El jefe de policía del condado de Anne Arundel, Timothy Altomare, dijo que Ramos buscaba “matar al mayor número de personas posible” y para eso usó una escopeta comprada legalmente “hace un año o más”. La policía confirmó que Ramos estaba desde hacía años resentido con Capital Gazette por la publicación de una columna sobre su presunto acoso a una mujer. Por ese tema, Ramos demandó al diario en 2011 por difamación, pero perdió el caso en primera instancia y luego en la apelación. En 2013 había amenazado en internet al Gazette y el diario prefirió entonces no presentar una demanda por temor a empeorar la situación, dijo Altomare. Por ese motivo, Ramos figuraba en los archivos policiales.

Finalmente, Ramos decidió vengarse en persona: llegó a la redacción y comenzó a disparar. Los periodistas describieron minutos de terror mientras escuchaban los pasos del atacante y los balazos. Entre las víctimas figuran Rob Hiaasen, de 59 años, subdirector y hermano del novelista Carl Hiaasen. También fueron asesinados Gerald Fischman, editor de la página editorial; Wendi Winters, periodista de reportajes; John McNamara, reportero; y la asistente de ventas Rebecca Smith. El periódico dijo que otros dos empleados resultaron con heridas que no son de vida o muerte y ya fueron dados de alta.

Muy poco después del ataque, Phil Davis, un periodista que cubre casos en la corte y de crimen para el periódico, tuiteó que el tirador disparó a través de una puerta de vidrio hacia la redacción y al instante todo el mundo se arrojó debajo de sus escritorios.

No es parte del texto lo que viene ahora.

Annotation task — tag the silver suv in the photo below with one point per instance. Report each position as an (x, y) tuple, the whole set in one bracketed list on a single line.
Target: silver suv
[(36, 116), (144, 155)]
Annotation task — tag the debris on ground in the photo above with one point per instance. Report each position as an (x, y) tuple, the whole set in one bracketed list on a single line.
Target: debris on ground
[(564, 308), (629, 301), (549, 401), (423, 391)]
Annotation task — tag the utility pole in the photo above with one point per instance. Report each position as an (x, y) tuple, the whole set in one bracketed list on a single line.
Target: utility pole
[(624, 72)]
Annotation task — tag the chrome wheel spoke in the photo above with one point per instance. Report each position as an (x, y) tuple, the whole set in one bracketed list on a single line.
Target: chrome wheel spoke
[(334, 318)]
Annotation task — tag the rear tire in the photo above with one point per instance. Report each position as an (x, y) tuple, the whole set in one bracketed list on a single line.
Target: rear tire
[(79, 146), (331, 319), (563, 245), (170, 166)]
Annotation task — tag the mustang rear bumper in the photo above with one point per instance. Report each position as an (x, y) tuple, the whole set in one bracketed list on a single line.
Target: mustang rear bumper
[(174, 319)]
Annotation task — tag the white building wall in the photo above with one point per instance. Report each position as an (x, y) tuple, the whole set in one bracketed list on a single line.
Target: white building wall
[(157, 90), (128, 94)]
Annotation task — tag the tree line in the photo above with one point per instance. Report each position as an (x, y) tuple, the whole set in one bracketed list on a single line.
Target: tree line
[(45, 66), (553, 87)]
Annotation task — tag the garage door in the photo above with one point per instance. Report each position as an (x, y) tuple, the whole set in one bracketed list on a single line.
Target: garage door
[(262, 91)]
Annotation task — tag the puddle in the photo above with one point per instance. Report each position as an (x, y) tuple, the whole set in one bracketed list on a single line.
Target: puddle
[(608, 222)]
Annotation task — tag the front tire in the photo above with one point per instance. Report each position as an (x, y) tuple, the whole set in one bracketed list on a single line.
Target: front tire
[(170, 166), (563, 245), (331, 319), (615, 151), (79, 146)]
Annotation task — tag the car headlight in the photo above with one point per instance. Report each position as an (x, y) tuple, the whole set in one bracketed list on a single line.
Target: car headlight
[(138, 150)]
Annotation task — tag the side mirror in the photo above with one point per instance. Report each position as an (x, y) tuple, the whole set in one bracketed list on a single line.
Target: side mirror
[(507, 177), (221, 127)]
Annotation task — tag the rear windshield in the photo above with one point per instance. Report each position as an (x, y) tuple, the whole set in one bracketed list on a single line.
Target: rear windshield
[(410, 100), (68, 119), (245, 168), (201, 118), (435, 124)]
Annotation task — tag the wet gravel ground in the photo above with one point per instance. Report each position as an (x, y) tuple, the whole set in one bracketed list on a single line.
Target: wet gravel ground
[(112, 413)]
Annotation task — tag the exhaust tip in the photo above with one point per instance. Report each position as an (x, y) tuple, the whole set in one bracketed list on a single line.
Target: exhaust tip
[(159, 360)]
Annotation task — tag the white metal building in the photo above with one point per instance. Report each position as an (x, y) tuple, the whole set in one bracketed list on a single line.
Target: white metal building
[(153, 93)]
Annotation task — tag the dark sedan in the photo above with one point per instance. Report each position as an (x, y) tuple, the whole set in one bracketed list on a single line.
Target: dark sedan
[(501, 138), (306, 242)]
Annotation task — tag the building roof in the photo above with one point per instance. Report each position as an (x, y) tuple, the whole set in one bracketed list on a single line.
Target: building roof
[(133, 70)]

“No hay nada más aterrorizante que escuchar cómo le disparan a gente mientras estás abajo de tu escritorio y luego escuchas que el agresor recarga”, dijo Davis en un tuit. En una entrevista publicada luego, Davis comparó a la sala de redacción con “una zona de guerra”.

Los sobrevivientes dijeron que el tiroteo -aunque pareció una eternidad – solo duró unos minutos. Y la policía dijo que ellos respondieron rápidamente. El portavoz de la policía, el teniente Ryan Frashure, dijo que los agentes llegaron en 60 segundos y arrestaron al atacante sin abrir fuego. Unas 170 personas fueron evacuadas del edificio, donde hay otras oficinas. Muchos de ellos salieron las manos en alto mientras la policía y otros vehículos de emergencia llegaban.

El ataque, uno de los peores contra periodistas en Estados Unidos, es el último episodio de la epidemia de violencia de este tipo que vive Estados Unidos, luego de tiroteos masivos en escuelas secundarias ocurridos en febrero en Florida y en mayo en Texas. Pese al recrudecimiento de estos episodios violentos, y a una creciente presión de la población por el control de armas, poco y nada ha sucedido para limitar la compra y portación en la sociedad más armada del mundo.

Trump, muy crítico de los periodistas desde que asumió el cargo, repudió lo ocurrido. “Este ataque conmocionó la conciencia de nuestra nación y llenó nuestros corazones de dolor. Los periodistas, como todos los estadounidenses, deberían estar libres del temor de ser atacados violentamente mientras hacen su trabajo”, dijo durante un acto en la Casa Blanca.